Now the entire day was not ruled by the latest way to get news out. The NFL stuck with the traditional. Large scale statements and press releases, a formal media availability, q and a and much much followup for their decisions against the Saints staff and the organization. Well planned, thought out and effectively messaged.
Then the medium and the conversation changed. The Record newspaper on Thursday provided a very interesting
“Anatomy Of The Deal” that eventually brought the mercurial Broncos quarterback east to Gotham. It showed very clearly that the first line of information changed from the NFL’s stance in the morning to a media and public conscious team just a few hours later. At 12:50, the timeline shows, the Jets announce an agreement on a trade with Denver…not on their website or on radio or through a press release or conference call. It was on twitter. Then at 1:03 the Jets contact their media members that they have reached an agreement with the Broncos…via text message. The next piece of news comes from ESPN’s Adam Schefter that there is a hangup because of contract language…again on twitter. 5:18 Schefter, one of sports’ most well connected media members…reports…again on twitter…that the Jacksonville Jaguars are again in the mix. While many other pundits are friending, monitoring and following every player, coach and media member connected with everyone from Florida to Broadway. While players like Antonio Cromartie vilified his team and others chimed in with opinion…officially…nothing. The Broncos official twitter feed? crickets. Finally at 8:47…Schefter again tweets that the trade is done.

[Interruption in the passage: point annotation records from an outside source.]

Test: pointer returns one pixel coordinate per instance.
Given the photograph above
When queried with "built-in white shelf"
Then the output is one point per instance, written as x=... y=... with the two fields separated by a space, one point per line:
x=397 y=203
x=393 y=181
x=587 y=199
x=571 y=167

Also in a world where news does not hold, the Jets finalize the deal, rally their parties and hold an extensive conference call…not a tweet up…late into the night, at a time when back in the day deadlines would have passed (they no longer really exist)…answering questions with all interested parties. In the postmortem and debate that will continue to rage on, the social media using Jets post 23 tweets, retweets or statements from press conferences, positive statements from players…one tweet saying an unauthorized tweet was posted…to continue to manage their message. GM Mike Tannenbaum, coach Rex Ryan, Tebow himself all use the traditional airwaves to tell their story lest it be lost in the fast moving public opinion of the day.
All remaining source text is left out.